Antes, hace tanto tiempo ya, hoy era un día de disfrute que necesitaba varias jornadas de preparación meticulosa y contener un corazón lleno de ilusión para que se desbocara en San Jordi.
Ambos sabíamos cuál era el guion, siempre repetitivo, y cuál debía ser la conclusión. Nada nuevo había en todo ello. Yo te regalaría una rosa por la mañana; tú me regalarías el libro y, luego, al anochecer, iríamos a cenar al Munich, en la rambla. Nunca supimos por qué una pizzería tenía un nombre tan alemán, pero daba lo mismo. Nos dejaban solos en la terraza cerrada con cristalera y techado de pizarra. Tomábamos un entrante y dos pizzas que parecían plazas de toros.
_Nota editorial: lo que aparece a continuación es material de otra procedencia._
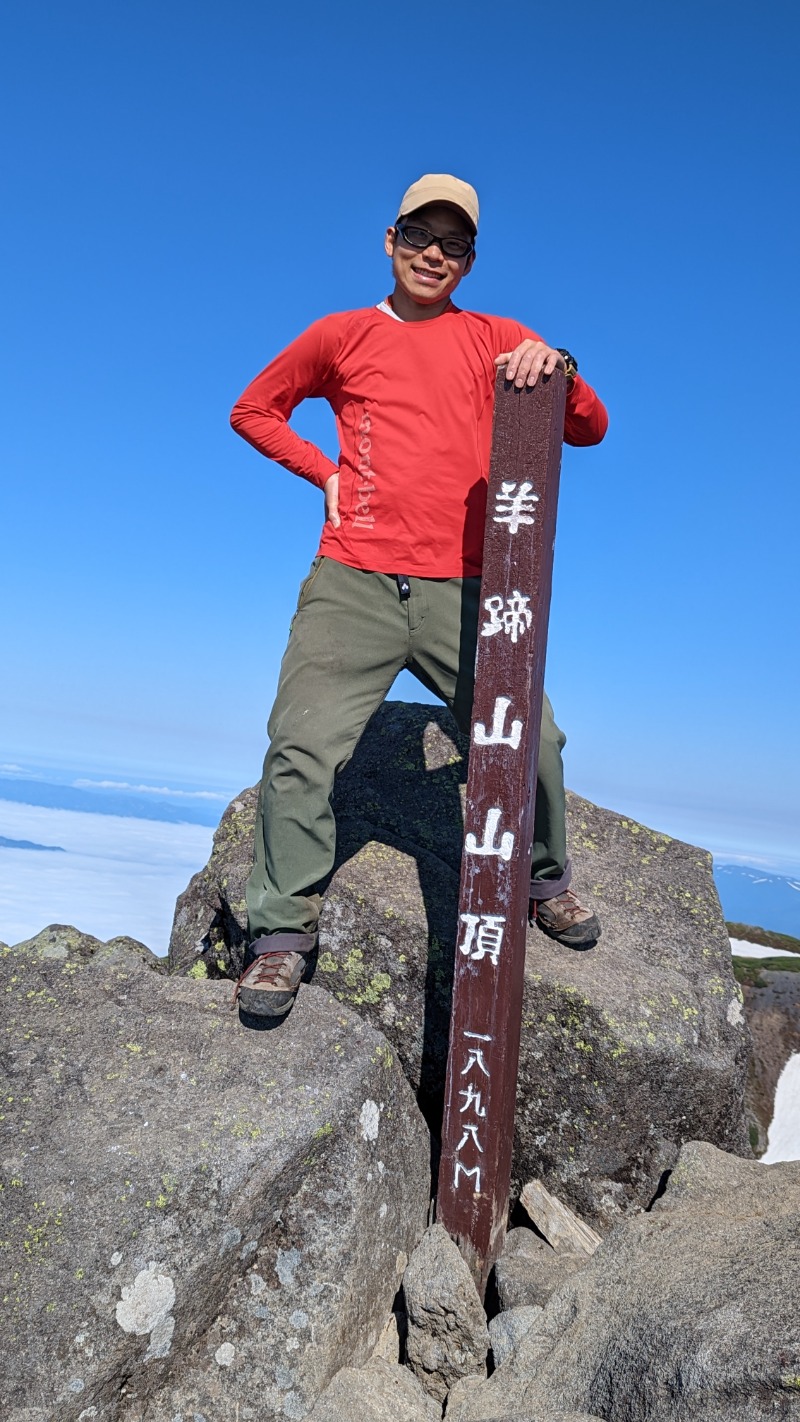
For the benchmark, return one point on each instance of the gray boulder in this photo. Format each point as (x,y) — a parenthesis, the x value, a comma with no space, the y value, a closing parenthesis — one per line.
(446,1327)
(506,1330)
(378,1392)
(530,1270)
(688,1311)
(201,1220)
(627,1050)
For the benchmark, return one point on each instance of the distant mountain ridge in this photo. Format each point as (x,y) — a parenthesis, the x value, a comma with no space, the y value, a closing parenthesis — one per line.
(103,801)
(753,896)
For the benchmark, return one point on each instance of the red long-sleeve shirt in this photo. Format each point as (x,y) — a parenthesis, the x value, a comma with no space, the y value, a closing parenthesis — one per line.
(414,404)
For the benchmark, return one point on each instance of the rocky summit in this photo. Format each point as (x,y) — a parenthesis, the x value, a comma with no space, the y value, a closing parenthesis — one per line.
(209,1223)
(627,1050)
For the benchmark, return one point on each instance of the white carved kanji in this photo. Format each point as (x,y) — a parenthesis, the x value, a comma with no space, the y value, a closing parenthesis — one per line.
(472,1098)
(515,508)
(471,1175)
(503,849)
(475,1058)
(483,936)
(515,617)
(496,734)
(469,1132)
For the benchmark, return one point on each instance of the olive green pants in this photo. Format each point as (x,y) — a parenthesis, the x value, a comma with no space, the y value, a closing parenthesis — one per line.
(350,637)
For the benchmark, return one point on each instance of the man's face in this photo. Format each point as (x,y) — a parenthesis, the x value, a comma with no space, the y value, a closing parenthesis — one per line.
(429,276)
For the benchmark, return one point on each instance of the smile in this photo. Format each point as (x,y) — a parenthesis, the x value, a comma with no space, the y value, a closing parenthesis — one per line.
(425,275)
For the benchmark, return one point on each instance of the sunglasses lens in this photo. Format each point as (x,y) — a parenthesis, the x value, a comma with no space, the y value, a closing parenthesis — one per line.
(455,246)
(418,238)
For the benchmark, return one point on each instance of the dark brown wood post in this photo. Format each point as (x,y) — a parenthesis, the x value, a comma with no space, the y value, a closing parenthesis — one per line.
(485,1027)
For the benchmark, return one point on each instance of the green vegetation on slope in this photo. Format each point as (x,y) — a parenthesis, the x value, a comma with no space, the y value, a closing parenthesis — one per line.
(765,937)
(749,970)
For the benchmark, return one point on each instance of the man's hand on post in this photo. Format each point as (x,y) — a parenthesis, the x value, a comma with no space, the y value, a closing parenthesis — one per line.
(530,360)
(331,501)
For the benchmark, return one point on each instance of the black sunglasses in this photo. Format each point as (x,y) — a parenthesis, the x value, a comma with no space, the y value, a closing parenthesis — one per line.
(421,238)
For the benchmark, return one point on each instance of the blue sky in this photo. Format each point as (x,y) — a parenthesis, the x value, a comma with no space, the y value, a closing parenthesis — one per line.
(188,185)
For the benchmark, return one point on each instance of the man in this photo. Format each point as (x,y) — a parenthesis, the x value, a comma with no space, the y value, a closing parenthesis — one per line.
(397,578)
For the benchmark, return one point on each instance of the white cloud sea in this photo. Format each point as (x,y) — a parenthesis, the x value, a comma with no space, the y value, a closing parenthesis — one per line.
(115,876)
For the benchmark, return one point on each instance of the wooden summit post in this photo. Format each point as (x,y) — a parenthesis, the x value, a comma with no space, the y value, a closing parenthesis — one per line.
(509,684)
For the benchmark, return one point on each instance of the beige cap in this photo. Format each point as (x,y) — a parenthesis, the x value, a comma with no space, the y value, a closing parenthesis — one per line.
(441,188)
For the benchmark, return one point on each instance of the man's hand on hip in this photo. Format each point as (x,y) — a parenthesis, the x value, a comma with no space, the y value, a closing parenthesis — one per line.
(527,361)
(331,501)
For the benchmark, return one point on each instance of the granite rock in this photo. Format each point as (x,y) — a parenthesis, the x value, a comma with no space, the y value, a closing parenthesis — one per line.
(378,1392)
(446,1327)
(199,1220)
(627,1050)
(688,1311)
(529,1270)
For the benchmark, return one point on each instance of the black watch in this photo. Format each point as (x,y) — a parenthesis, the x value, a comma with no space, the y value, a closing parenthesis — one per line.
(570,361)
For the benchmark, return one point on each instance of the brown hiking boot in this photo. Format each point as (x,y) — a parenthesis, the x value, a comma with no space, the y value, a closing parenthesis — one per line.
(566,920)
(269,984)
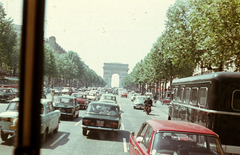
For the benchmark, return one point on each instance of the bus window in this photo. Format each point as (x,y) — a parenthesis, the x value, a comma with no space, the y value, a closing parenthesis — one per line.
(181,94)
(203,96)
(175,90)
(236,100)
(194,96)
(186,98)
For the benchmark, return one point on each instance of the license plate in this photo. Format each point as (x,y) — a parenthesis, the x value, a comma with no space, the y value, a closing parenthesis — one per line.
(12,127)
(100,123)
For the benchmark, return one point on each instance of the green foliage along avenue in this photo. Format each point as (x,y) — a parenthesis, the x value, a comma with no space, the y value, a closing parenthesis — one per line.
(204,33)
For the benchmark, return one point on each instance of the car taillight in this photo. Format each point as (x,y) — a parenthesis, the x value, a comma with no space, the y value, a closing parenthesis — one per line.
(113,124)
(86,121)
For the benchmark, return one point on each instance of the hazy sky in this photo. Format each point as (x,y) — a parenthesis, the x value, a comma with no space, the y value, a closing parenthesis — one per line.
(102,31)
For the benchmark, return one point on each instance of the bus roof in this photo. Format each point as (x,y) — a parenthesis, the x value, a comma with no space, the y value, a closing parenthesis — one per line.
(179,126)
(219,76)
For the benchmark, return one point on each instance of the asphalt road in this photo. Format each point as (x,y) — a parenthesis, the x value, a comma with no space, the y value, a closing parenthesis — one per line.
(69,139)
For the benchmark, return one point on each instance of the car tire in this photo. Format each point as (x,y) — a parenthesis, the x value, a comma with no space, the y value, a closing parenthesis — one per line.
(72,117)
(84,132)
(4,136)
(56,130)
(44,136)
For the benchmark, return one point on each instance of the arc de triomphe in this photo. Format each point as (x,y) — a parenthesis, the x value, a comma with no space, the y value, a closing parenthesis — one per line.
(114,68)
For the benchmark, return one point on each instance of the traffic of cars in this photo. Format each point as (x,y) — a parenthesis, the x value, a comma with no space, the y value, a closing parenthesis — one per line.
(103,113)
(174,138)
(101,116)
(50,119)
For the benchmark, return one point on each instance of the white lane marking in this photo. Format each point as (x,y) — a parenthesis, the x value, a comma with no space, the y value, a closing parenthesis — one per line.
(122,126)
(124,145)
(77,123)
(58,139)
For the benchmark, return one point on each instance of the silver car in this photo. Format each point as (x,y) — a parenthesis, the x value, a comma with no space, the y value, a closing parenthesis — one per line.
(139,102)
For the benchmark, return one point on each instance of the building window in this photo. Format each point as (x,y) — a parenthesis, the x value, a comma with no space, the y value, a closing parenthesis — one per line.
(236,100)
(203,96)
(186,97)
(194,96)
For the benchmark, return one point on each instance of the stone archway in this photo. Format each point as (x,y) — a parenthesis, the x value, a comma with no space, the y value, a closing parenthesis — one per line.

Luego, siempre, tú te tomabas tu músico, sin poder evitar agarrarnos las manos a cada poco.
Era lo mismo cada año y, sin embargo, qué renovado se presentaba siempre, qué ilusionante se me hacía madrugar para comprarte la rosa más fresca, recién abría el cascarrabias de Josep, abajo en la esquina del hotel. Y yo sabía que tú llevabas días pensando en qué libro me comprarías y que hacías trampas preguntándome sobre títulos que ni por asomo pensabas regalarme, para engañarme y darme una sorpresa.
Ahora, tanto tiempo ya, es un día triste. No tengo nada que preparar, nada que soñar, nada que esperar. Es un día más, anodino, en el que los recuerdos son tristones.
Para ahuyentar la nostalgia, me he puesto a hacer tareas domésticas. Un par de coladas, fregar el balcón, quitar el polvo aquí y allá sin mucha convicción. Me acompaña el runrún de la Conga que, fiel a su programa, se pasea por el apartamento de manera metódica, avanzando y retrocediendo según encuentre obstáculos, girando su pequeña escobita para llegar a las esquinas más ocultas.
En realidad, soy igual que ella. Vivo mecánicamente una rutina preprogramada sin la ilusión que tú traías al mundo.
La aspiradora pita tres veces. Señal de que se ha quedado sin batería. Sus lucecitas azules y brillantes se tornan anaranjadas y mustias. Siempre me compadezco de ella cuando esto ocurre, al final de cada programa de limpieza. Me da pena el pobre chisme. Es como si se quedara sin alma, sin fuerza vital. De estar llena de ímpetu, recorriendo cada metro cuadrado, pasa a arrastrarse sin apenas sonido, como un animal herido que intenta cobijarse en un rincón.
Comienza a moverse despacito, sabiendo a dónde ir, sin ya nada que hacer, retirándose a reposar junto a su enchufe, con apenas un hilo de corriente que alimente su motor.
La sigo por detrás y avanzamos ambos por el pasillo con la misma tristeza infinita, como esos alcohólicos que se retiran a dormirla, heridos de amores rotos.
Me acostaré ya, pero no conciliaré el sueño sin poder hacerte el amor. Como era antes.